Similarities and differences in churn and annular flow regimes in steady-state and oscillatory flows in a long vertical tube

Abstract

This study investigates the effects of induced-low-frequency flow oscillations on gas–liquid two-phase flows using a 42-m long, 0.048-m ID vertical pipe system. This work uses the experimental data set from a previous study on the effect of forced flow oscillations on churn and annular flow. However, in this previous study, the similarities and differences between flows in steady-state and under induced-low-frequency oscillations were not discussed. The time variation of liquid holdup, frequency of large liquid structures, and pressure gradient were analyzed under two superficial liquid velocities (0.017 and 0.3 m/s), and superficial gas velocities ranging from 4 to 21 m/s.
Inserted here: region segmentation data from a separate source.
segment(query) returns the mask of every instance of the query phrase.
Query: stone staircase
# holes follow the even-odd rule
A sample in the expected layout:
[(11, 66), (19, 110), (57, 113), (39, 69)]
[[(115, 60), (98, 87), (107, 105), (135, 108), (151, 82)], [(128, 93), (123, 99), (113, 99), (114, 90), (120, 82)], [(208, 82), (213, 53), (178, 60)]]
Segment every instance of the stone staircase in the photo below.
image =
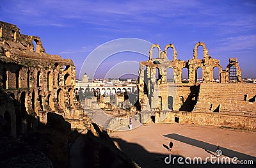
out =
[(256, 116), (255, 95), (255, 84), (201, 84), (195, 111)]
[(82, 106), (85, 113), (92, 121), (104, 128), (108, 128), (110, 121), (114, 117), (106, 114), (100, 109), (92, 109), (90, 107), (84, 105), (84, 104), (82, 104)]

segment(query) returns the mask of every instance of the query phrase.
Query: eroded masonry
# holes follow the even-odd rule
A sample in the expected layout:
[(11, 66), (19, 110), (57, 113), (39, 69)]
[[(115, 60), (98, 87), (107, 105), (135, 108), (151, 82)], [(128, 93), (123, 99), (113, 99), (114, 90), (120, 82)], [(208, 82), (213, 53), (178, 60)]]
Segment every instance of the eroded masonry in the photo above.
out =
[[(203, 47), (202, 59), (198, 59), (199, 46)], [(172, 60), (167, 57), (169, 48)], [(158, 51), (155, 57), (154, 49)], [(214, 79), (214, 68), (218, 80)], [(182, 77), (184, 69), (186, 80)], [(195, 45), (193, 57), (188, 61), (177, 59), (173, 44), (166, 45), (164, 51), (152, 45), (148, 60), (140, 63), (138, 87), (143, 123), (153, 121), (255, 129), (256, 84), (242, 82), (237, 58), (230, 58), (223, 69), (219, 59), (209, 55), (203, 42)]]
[(0, 22), (0, 116), (7, 121), (5, 131), (26, 132), (38, 121), (45, 123), (50, 112), (78, 119), (83, 111), (74, 96), (75, 82), (71, 59), (45, 53), (38, 36)]

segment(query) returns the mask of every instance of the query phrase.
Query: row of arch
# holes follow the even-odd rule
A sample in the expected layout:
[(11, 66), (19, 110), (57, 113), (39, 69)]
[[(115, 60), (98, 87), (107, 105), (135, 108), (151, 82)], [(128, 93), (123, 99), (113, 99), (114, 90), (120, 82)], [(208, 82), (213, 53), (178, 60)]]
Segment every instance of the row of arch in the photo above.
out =
[[(81, 88), (83, 91), (84, 91), (83, 88)], [(127, 93), (134, 93), (137, 90), (136, 88), (92, 88), (89, 89), (89, 91), (92, 93), (100, 94), (100, 95), (124, 95), (125, 92)]]
[[(148, 68), (148, 66), (146, 66), (143, 70), (144, 70), (144, 77), (146, 78), (149, 79), (150, 77), (151, 77), (151, 75), (150, 73), (151, 73), (150, 70), (147, 70), (147, 68)], [(236, 68), (234, 67), (234, 68)], [(149, 69), (149, 68), (148, 68)], [(163, 75), (162, 72), (161, 72), (161, 70), (160, 67), (156, 67), (156, 73), (155, 73), (155, 77), (156, 81), (159, 80)], [(186, 67), (183, 67), (182, 70), (180, 70), (181, 72), (181, 82), (188, 82), (188, 79), (189, 79), (189, 69)], [(218, 82), (220, 80), (220, 68), (218, 66), (214, 66), (212, 68), (212, 81), (216, 81)], [(236, 72), (233, 72), (236, 73)], [(165, 74), (164, 74), (164, 75)], [(169, 67), (167, 68), (166, 71), (166, 81), (167, 82), (175, 82), (175, 73), (173, 71), (173, 68), (172, 67)], [(198, 66), (196, 68), (196, 70), (195, 71), (195, 82), (200, 82), (200, 81), (203, 81), (204, 78), (203, 78), (203, 69), (201, 66)]]
[[(208, 54), (208, 50), (205, 47), (205, 45), (204, 44), (204, 42), (199, 42), (196, 43), (195, 48), (193, 49), (193, 59), (198, 59), (198, 47), (202, 46), (202, 59), (205, 59), (209, 57), (209, 54)], [(168, 51), (170, 49), (172, 49), (172, 51)], [(169, 52), (172, 52), (172, 55), (168, 54)], [(161, 50), (160, 46), (158, 44), (154, 44), (151, 46), (150, 50), (149, 52), (149, 59), (156, 59), (156, 58), (160, 58), (160, 59), (167, 59), (168, 58), (169, 60), (173, 60), (173, 61), (177, 60), (177, 50), (175, 49), (175, 47), (174, 47), (173, 44), (167, 44), (165, 46), (164, 48), (164, 51), (163, 52)]]
[[(15, 72), (12, 72), (10, 70), (7, 70), (6, 68), (3, 68), (2, 70), (2, 88), (9, 89), (9, 88), (30, 88), (31, 87), (31, 80), (33, 79), (33, 74), (31, 74), (31, 72), (28, 70), (26, 71), (26, 74), (20, 74), (21, 69), (17, 69)], [(23, 77), (22, 79), (25, 79), (26, 81), (21, 81), (21, 75), (26, 76)], [(36, 72), (36, 86), (40, 87), (42, 83), (42, 71), (38, 70)], [(54, 84), (54, 75), (51, 71), (47, 72), (47, 91), (51, 91), (52, 87)], [(60, 86), (60, 73), (56, 74), (56, 86)], [(23, 79), (24, 78), (24, 79)], [(13, 81), (13, 79), (15, 79), (15, 82)], [(71, 75), (67, 73), (64, 75), (63, 80), (64, 86), (71, 85)]]

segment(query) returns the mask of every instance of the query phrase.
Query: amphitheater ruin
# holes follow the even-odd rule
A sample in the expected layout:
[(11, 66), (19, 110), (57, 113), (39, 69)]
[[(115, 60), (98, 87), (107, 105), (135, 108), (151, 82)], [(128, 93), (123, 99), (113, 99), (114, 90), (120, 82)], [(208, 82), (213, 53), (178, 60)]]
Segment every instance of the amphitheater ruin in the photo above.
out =
[[(199, 46), (204, 49), (202, 59), (198, 59)], [(169, 48), (173, 49), (172, 60), (167, 56)], [(156, 49), (156, 57), (153, 57)], [(200, 68), (202, 70), (200, 79), (197, 73)], [(184, 80), (182, 73), (186, 68), (188, 77)], [(218, 70), (218, 80), (214, 79), (214, 68)], [(120, 154), (106, 133), (124, 128), (128, 130), (127, 125), (134, 116), (132, 121), (136, 121), (138, 125), (177, 123), (256, 130), (256, 84), (243, 82), (236, 58), (230, 58), (223, 69), (219, 59), (209, 55), (203, 42), (196, 44), (193, 57), (188, 61), (178, 59), (173, 44), (166, 45), (164, 51), (159, 45), (153, 45), (148, 59), (140, 64), (138, 75), (135, 93), (130, 91), (133, 95), (125, 95), (121, 89), (118, 92), (117, 88), (118, 94), (113, 99), (120, 107), (125, 107), (126, 103), (134, 106), (130, 105), (128, 111), (123, 108), (125, 116), (109, 117), (101, 109), (113, 108), (105, 103), (111, 103), (109, 95), (100, 95), (99, 92), (96, 97), (92, 94), (100, 86), (91, 89), (91, 97), (77, 98), (76, 67), (70, 59), (47, 54), (40, 37), (22, 34), (17, 26), (0, 21), (0, 134), (5, 135), (1, 135), (0, 144), (7, 146), (1, 148), (1, 156), (8, 152), (0, 164), (21, 163), (10, 158), (17, 158), (16, 153), (10, 153), (10, 148), (18, 143), (10, 137), (19, 137), (19, 141), (27, 139), (28, 143), (44, 151), (51, 160), (36, 153), (36, 149), (31, 154), (33, 157), (27, 157), (28, 164), (35, 158), (45, 167), (52, 167), (51, 165), (67, 167), (72, 135), (77, 135), (71, 132), (73, 128), (92, 133), (86, 137), (87, 145), (92, 147), (86, 148), (89, 164), (98, 165), (100, 159), (104, 160), (104, 157), (99, 155), (108, 149), (108, 153), (115, 153), (113, 160), (122, 160), (119, 164), (134, 166), (134, 162)], [(103, 88), (98, 90), (104, 89), (110, 93), (110, 88)], [(131, 102), (132, 97), (136, 100)], [(113, 109), (120, 112), (118, 108)], [(26, 152), (20, 153), (23, 159), (21, 156)]]
[[(45, 53), (38, 36), (20, 34), (15, 25), (0, 22), (0, 116), (7, 121), (5, 131), (17, 136), (35, 129), (38, 122), (47, 123), (50, 112), (63, 116), (72, 127), (90, 128), (86, 111), (75, 96), (72, 61)], [(204, 49), (202, 59), (198, 59), (199, 46)], [(172, 60), (167, 57), (169, 48), (173, 49)], [(158, 50), (157, 57), (153, 57), (154, 49)], [(201, 80), (198, 68), (202, 69)], [(214, 68), (218, 70), (218, 82)], [(184, 68), (188, 72), (186, 81), (182, 79)], [(140, 63), (137, 86), (142, 124), (153, 121), (255, 130), (256, 84), (243, 82), (236, 58), (230, 58), (223, 69), (203, 42), (196, 44), (188, 61), (177, 59), (173, 44), (166, 45), (164, 51), (153, 45), (148, 60)], [(129, 125), (127, 115), (124, 124), (110, 128)], [(116, 122), (107, 123), (104, 128), (109, 124)]]
[[(74, 96), (72, 61), (46, 54), (40, 37), (20, 34), (15, 25), (0, 22), (0, 116), (7, 121), (4, 131), (17, 136), (36, 129), (38, 122), (46, 124), (48, 112), (79, 125), (83, 109)], [(84, 127), (88, 119), (82, 121)]]
[[(203, 59), (197, 57), (199, 46), (204, 49)], [(154, 48), (158, 49), (158, 57), (153, 58)], [(167, 57), (168, 48), (173, 49), (172, 60)], [(199, 68), (202, 69), (200, 80)], [(218, 69), (218, 82), (213, 77), (214, 68)], [(186, 81), (182, 79), (184, 68), (188, 70)], [(168, 73), (172, 77), (168, 77)], [(138, 87), (143, 123), (154, 121), (256, 128), (256, 84), (243, 82), (237, 58), (230, 58), (223, 69), (203, 42), (195, 45), (193, 57), (187, 61), (177, 59), (173, 44), (166, 45), (164, 51), (152, 45), (148, 60), (140, 63)]]

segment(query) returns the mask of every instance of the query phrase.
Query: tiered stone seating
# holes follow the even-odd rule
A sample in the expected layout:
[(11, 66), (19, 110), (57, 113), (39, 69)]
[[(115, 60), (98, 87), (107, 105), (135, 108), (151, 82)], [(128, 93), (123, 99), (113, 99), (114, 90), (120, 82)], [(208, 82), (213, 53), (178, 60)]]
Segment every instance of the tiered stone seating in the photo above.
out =
[(256, 116), (256, 102), (248, 102), (255, 95), (255, 84), (201, 84), (195, 111)]

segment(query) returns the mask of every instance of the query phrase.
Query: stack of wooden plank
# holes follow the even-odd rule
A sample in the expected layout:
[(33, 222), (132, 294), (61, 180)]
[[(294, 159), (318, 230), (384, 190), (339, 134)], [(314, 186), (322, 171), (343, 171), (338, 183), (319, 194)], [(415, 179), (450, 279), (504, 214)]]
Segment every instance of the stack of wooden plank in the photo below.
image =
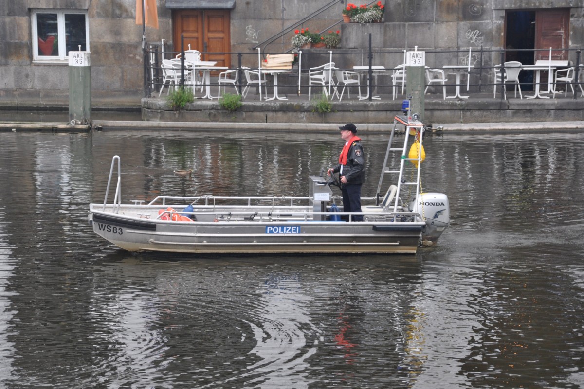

The impact of flow oscillations in two-phase flow regime transitions is also investigated. The observations of flow regimes under oscillatory flow showed significant differences compared to the ones expected in steady-state flow under similar conditions. For higher pressures and oscillatory flow, churn flow regime was observed, when annular flow regime is expected in steady-state flow. Annular flow regime was not observed for higher superficial liquid velocities and high inlet pressure for oscillatory conditions. Surprisingly, the pressure gradient for oscillatory flow is significantly lower than in steady-state flow. However, this lower pressure gradient effect is only observed for low superficial gas and liquid velocities at the pipe inlet and outlet. This experimental observation is attributed to the formation of large liquid waves at the pipe inlet, which is a consequence of the induced-low-frequency flow oscillations.